What is the role of essential oil components in those physiological processes, which are shared by all life, by plants, animals, and humans? Answering these questions provides exciting new narratives to understand and develop therapeutic applications of essential oils. The approach of Biology of Essential Oils leads the reader to understand what essential oils do in the world of plants and mammals and how the physiological activity of essential oils and their components is by no means random but an integral consequence of the relations between biological organisms during the course of evolution.
1 What is Biology
Fundamental concepts of biology pertaining to the study of aromatherapy are introduced: physicalism, vitalism, and organicism Plant Life
The relation of essential oils to biological organisms
2 Of Evolution, Populations, and Taxonomy
An introduction to biological evolution and the domains of life. Basic concepts of taxonomy.
3 Purpose and Functions of Essential Oils in Nature
Essential oils are vital elements in the metabolism of plants. The very functions essential oils perform in the plant are also the basis of the therapeutic effects of essential oils in mammalian (including human) organisms.

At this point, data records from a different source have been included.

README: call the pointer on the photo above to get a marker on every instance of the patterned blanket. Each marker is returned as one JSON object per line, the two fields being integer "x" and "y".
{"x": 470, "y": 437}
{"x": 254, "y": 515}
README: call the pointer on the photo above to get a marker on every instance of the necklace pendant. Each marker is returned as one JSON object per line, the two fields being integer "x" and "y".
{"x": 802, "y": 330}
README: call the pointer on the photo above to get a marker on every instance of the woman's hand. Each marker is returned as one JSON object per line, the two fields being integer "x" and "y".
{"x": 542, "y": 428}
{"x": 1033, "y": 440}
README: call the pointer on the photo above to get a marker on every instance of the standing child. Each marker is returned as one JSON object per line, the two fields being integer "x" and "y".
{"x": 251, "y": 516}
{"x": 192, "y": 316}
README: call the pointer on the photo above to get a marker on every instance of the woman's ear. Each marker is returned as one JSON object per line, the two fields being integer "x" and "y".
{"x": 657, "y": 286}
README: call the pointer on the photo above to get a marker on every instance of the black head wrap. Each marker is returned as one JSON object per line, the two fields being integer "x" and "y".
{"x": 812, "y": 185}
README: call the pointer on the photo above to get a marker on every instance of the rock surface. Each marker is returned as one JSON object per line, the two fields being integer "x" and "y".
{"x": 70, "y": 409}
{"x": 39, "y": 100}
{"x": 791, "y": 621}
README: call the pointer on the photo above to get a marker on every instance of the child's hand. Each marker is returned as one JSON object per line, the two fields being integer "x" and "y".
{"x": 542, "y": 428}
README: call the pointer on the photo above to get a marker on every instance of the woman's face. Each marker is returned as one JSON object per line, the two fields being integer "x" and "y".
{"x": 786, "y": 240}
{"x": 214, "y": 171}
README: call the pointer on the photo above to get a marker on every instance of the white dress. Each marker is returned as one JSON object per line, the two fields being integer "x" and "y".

Understanding what essential oils do in the plant and in the animal world is a most important clue for developing therapeutic applications for aromatherapy. Those effects of essential oils on human physiology include their interaction with receptor systems, especially but not limited to the autonomic nervous system, to mitigate inflammation and to prevent tumor growth.
4 Where Essential Oils are Found
Tracking the occurrence of essential oils across the plant kingdom from early plant organisms to Gymnospermae and all the subclasses of Angiospermae provides insight about the evolutionary stage an essential oil represents.
5 How Photosynthesis shapes essential oil composition
Many essential oil components are produced in the chloroplast, connecting them directly to the energetic composition of visible light in various environments, in part determining the variation of essential oil composition in different geographical zones.
6 Natural is Different
A primer on natural. Industrial processors of plant materials have done their best to confuse the concepts of natural and synthetic. Despite terms like nature identical and similar ploys, biological substances are different from manmade ones in physical composition as well as in their effect in human physiology.
Appendix A: The Eucaryotic Cell – An Overview
Appendix B: References
There is apparently no literature dealing especially with the biology of essential oils as a whole. Over 100 citations of scientific studies are given about the various aspects of the theme.